Our broadcast features a look at recent gallery acquisitions, including work by David Hockney, Rigby Graham and Henry Moore, and a sneak preview of our upcoming, and much anticipated, Jean-Nicolas Gérard ceramics show.
David Hockney
Hockney was born in Bradford in 1937. He was a brilliant draughtsman, the best known painter of his generation, and gained international success in his mid-20s. Hockney attended Bradford School of Art and Royal College of Art, where he was awarded a Gold Medal for Etching. Having settled in Los Angeles he held various teaching posts in America and was Slade Professor of Fine Art , Cambridge University, 1990.Hockney’s work is held in galleries internationally and he has had a continuous stream of one-man shows around the world. Notable works for the printed page are his illustrations for Cavafy’s Poems, 1967, and Six Fairy Tales of the Brothers Grimm, 1969. He was elected RA in 1991 and was made Companion of Honour in 1997.
Henry Moore
Moore has been acknowledged as one of the greatest sculptors of the 20th century and as the most celebrated British artist of his time. He trained at Leeds School of Art before gaining a scholarship to the Royal College of Art. By the 1930s Moore was already recognized as the leading avant-garde sculptor in England but it was his war drawings that brought him to the attention of the British public.His wider reputation was assured in 1948 when he won the International Sculpture Prize at the Venice Biennale and from then on came public commissions from all over the world.
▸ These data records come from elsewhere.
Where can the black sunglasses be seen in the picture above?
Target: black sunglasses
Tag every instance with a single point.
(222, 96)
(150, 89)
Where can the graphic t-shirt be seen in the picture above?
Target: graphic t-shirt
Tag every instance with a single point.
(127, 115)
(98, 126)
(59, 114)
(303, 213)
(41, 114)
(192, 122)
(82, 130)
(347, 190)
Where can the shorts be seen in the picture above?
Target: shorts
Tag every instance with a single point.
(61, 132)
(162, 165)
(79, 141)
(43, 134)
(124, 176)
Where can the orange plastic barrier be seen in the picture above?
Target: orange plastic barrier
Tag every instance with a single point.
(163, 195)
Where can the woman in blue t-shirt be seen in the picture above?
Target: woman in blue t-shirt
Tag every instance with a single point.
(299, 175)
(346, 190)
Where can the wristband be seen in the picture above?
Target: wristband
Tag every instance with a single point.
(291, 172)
Moore started printmaking in 1931, and in 1958 met the master lithographer Stanley Jones at the Curwen Press with whom he continued to make prints until the end of his life in 1986. Jean-Nicolas Gérard was born in Brazzaville (Congo) in 1954 and returned to France in 1961. He started studying ceramics in 1978 and was Jean Biagini’s student at École des Beaux-Arts in Aix-en-Provence. He also trained with Claire Bogino. Often labelled the potters’ potter Gerard’s work has a spontaneity that so many strive for.Gérard’s work has now gained international acclaim and he has exhibited all over the world, including America, Australia, China and Japan. He is one of those rare potters who brings genuine life and gusto to contemporary slipware, investing the tradition of terre vernissée with a fresh and expressive energy unlike any other.